A broader challenge lies in the economics surrounding data sharing. Many see datasets as commercial assets rather than public goods, leading to the buying, selling, or locking of data, instead of open collaboration. Overall, progress is steady but slow—people are warming up to the idea that openness and privacy can coexist, and that responsible data sharing can drive scientific and AI advancement for the common good. Altogether, these experiences underscore a clear need for open, community-centred, and interoperable digital solutions that streamline data collection and validation, ensure standardisation, improve transparency, and promote collaboration between local communities, researchers, and government stakeholders—encouraging them to consider sharing national data openly to aid public interest AI innovation.
Although the toolkit and the ongoing work of stakeholders mentioned earlier provide a first step in closing the identified gaps in enabling more and better open data for public interest AI, much still needs to be done to improve the availability and quality of open data resources for AI training.
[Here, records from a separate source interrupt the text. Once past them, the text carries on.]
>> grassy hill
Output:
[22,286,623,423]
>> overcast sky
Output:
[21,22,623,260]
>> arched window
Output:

For this reason, the toolkit was established as a dynamic collection that allows for real-time updates, rather than a static resource. We aim to expand it through our research, sourcing and resource assessments over the next year, developing a more granular understanding of the needs of the toolkit’s target groups and adding further resources. Additionally, we plan to demonstrate the use of the products included in the toolkit through several case studies, thereby bridging the gap between theory and practice. Our work in 2026 will also focus on sourcing more AI System DPGs by engaging the open science community, exploring the creation of open datasets for SDG-relevant models, fine-tuning, and public benchmarks that are representative of the lived realities in global majority contexts. In the spirit of the Calls for Collaborative Action, we urge DPGA members, stakeholders, and partners to collectively support this effort to expand the open data for public interest AI ecosystem. Only collectively can we realise the potential of public interest AI and thereby make progress toward the SDGs.